The last third falls down a little bit, as the action devolves to a standard set of zombie movie chase scenes (one particular scene in a basement storage area will seem familiar to fans of Dawn of the Dead, though that movie came out three years later). Hampton is far too flat an actor to carry the action, and he always seems slightly bemused rather than interested or even scared. Lowry is a much better actor and not using her character as the focus seems like a lost opportunity.

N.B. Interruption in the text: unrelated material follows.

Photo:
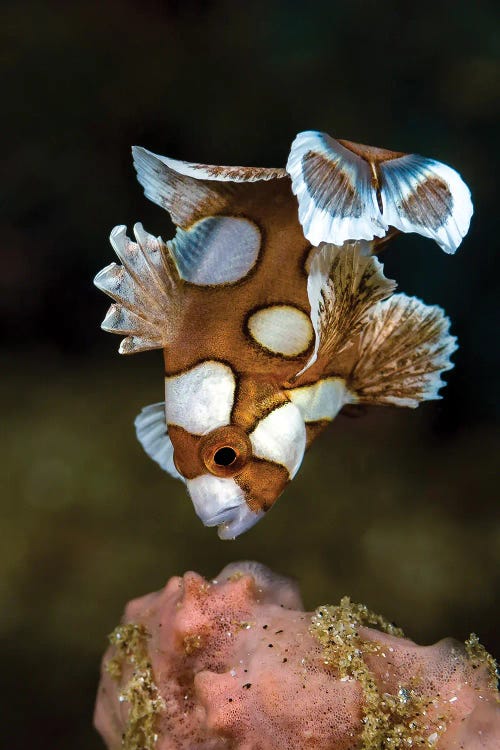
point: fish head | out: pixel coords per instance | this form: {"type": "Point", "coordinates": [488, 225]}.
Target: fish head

Technically, there are issues. The lighting is pretty flat, as it is in a lot of low-budget 1970’s films. The editing is uninspired, as is the framing (with a few exceptions). The effects range from fairly realistic to laughably bad (it’s really hard to make a penis-shaped slug seem threatening when it moves). Action sequences – of which there are too many as the film progresses – are poorly choreagraphed. Some of the dialogue – particularly from the lead male – is recorded so low as to be almost inaudible, something I had hoped would be fixed in this release. The behavior of the parasites is inconsistent, as if Cronenberg changed his mind several times over the course of the film. (Something of a regular occurrence in his early work.)
The Bottom Line
I really like Shivers – more in this viewing than the last – but it’s a film that’s uneven and frustrating at times. There are a lot of things going on in the film that Cronenberg would explore better in later work (body horror, science gone mad, alienation and isolation). I really think Shivers is better defined by one of its alternate titles – They Came From Within. It’s all about a shiny, perfect society being infected and taken over on the inside. Well-intentioned-but-meddling-science affects a change in morals that sweeps through that enclosed ‘perfect’ society, changing or killing everyone until only the new structure remains. Then they go out to infect the world. Looking at the time period when it was made you can even make a case for boiling it down to a fear that freely available birth control is causing a sexual revolution that will change society beyond recognition – turning your neighbors into sex-crazed maniacs that want you to join them. Keys in the bowl by the door please, mind the slugs.
I think, in the end, the film works despite itself. It’s rough in spots – and sometimes seems to be working primarily as a low-budget exploitation film – but It’s an intriguing filmmaker’s first foray into questions he’d explore in much more accomplished ways in films like Rabid and The Fly.